That’s essentially handing out your source code to strangers.
Here’s what you should do instead:
- Catch exceptions globally using middleware or IExceptionHandler.
- Log the full error with a stack trace (e.g. to the Serilog).
- Return a clean, generic 500 response to the client.
- Never expose raw exception messages, SQL errors, or internal paths.
The user doesn’t need to see “NullReferenceException at Line 47 of UserService.cs.”
They need to see:
“Something went wrong. Please try again.”
6. Your endpoint takes 30 seconds to respond. How do you fix it?
This can be fixed depending on how the endpoint should behave.
If the data needs to be returned immediately, do this:
- Check and fix the underlying database queries or the executing code.
- If the code and DB queries is already optimized, but there is still some heavy processing involved, what you can do is to retrieve and summarise/calculate data ahead of time. So that’s ready when needed.
However, if the data doesn’t have to be available immediately, do this:
- Client sends a request.
- API responds immediately with 202 Accepted.
- Background service handles the heavy lifting (Hangfire, Quartz.NET, or a message queue like RabbitMQ).
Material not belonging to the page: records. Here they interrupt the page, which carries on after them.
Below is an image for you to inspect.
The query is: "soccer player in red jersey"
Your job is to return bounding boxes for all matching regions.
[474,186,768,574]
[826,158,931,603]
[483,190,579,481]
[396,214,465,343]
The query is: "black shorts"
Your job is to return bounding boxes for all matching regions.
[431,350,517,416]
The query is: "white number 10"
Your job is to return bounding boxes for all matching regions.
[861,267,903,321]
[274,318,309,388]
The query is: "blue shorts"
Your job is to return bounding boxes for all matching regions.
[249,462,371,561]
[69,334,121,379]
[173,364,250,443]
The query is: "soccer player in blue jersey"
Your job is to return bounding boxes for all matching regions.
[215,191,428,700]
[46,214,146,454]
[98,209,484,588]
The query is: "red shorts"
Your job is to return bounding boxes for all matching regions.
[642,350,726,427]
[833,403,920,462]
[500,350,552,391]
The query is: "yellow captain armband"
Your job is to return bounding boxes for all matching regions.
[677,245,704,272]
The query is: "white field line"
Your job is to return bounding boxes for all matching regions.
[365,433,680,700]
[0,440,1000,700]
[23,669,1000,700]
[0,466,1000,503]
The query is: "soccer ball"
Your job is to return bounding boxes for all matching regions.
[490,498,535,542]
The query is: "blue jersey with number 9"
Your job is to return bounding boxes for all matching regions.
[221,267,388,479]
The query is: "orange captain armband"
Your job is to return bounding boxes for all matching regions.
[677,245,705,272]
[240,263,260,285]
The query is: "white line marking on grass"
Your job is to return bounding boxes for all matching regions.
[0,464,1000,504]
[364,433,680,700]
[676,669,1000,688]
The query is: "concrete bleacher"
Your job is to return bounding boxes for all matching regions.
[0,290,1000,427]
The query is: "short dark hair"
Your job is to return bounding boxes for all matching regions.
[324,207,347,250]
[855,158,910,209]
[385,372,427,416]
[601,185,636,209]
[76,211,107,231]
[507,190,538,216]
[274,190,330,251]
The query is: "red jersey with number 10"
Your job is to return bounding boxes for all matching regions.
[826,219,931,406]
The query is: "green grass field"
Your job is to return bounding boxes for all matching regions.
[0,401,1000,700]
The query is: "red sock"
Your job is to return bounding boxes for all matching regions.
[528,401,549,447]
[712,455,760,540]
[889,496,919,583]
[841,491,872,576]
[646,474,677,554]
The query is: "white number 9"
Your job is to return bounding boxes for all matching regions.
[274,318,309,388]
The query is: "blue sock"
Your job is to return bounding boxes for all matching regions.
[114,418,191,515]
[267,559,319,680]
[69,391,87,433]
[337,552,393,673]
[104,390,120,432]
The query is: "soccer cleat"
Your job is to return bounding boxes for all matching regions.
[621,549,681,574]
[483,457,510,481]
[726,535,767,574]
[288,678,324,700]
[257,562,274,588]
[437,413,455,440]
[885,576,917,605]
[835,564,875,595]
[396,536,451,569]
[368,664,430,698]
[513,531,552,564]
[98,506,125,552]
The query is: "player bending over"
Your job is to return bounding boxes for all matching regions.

- Client polls or gets notified when it’s done.
Your API should feel fast, even when it has heavy work to do behind the scenes.
7. Your API returns 5,000 records in one response. What would you change?
No one wants to wait for an API to deliver 5,000 records in one go.
And most users won’t scroll past the first 50 anyway.
3 things to do:
- Return small chunks: 20-50 records at a time. Use Skip() and Take() in Entity Framework Core.
- Add filtering through query parameters. For example: GET /products?category=Electronics&minPrice=500
- Return only the fields you need. Use projection instead of returning full entities.
It’s easier to have a fast endpoint when you only need to return a chunk of rows.
8. How would you secure a REST API?
5 things to mention in an interview:
- Authentication - Use JWTs, API keys, or OAuth. Don’t trust anonymous traffic.
- Authorization - Just because a user is logged in doesn’t mean they can do everything. Validate roles and permissions.
- HTTPS - Always. No exceptions.
- Input sanitization - Don’t trust any data coming outside of your system.
- Rate limiting - Restrict the number of requests a client can make within a time frame.
The other thing that you need to be aware of is the OWASP Top 10 list.
It’s a security awareness document that represents the list of the most critical risks to web applications. You don’t have to know all items on the list, just that the list exists and a few examples of security risks.
9. What does it mean for an API to be idempotent, and which HTTP methods are idempotent?
Idempotency means that making the same request multiple times produces the same result as making it once.
- GET - Idempotent. Retrieving the same resource 10 times returns the same result.
- PUT - Should be idempotent. Replacing a resource with the same data should result in the same outcome. In reality, there might be cases where this is not 100% true, for example, if you have a LastUpdated datetime field.
- DELETE - Idempotent. Deleting the same resource twice? It’s gone after the first call. The second changes nothing.
- POST - Not idempotent. Creating a resource twice creates two resources.
- PATCH - Depends on the implementation.
Why do we bother with idempotency, anyway?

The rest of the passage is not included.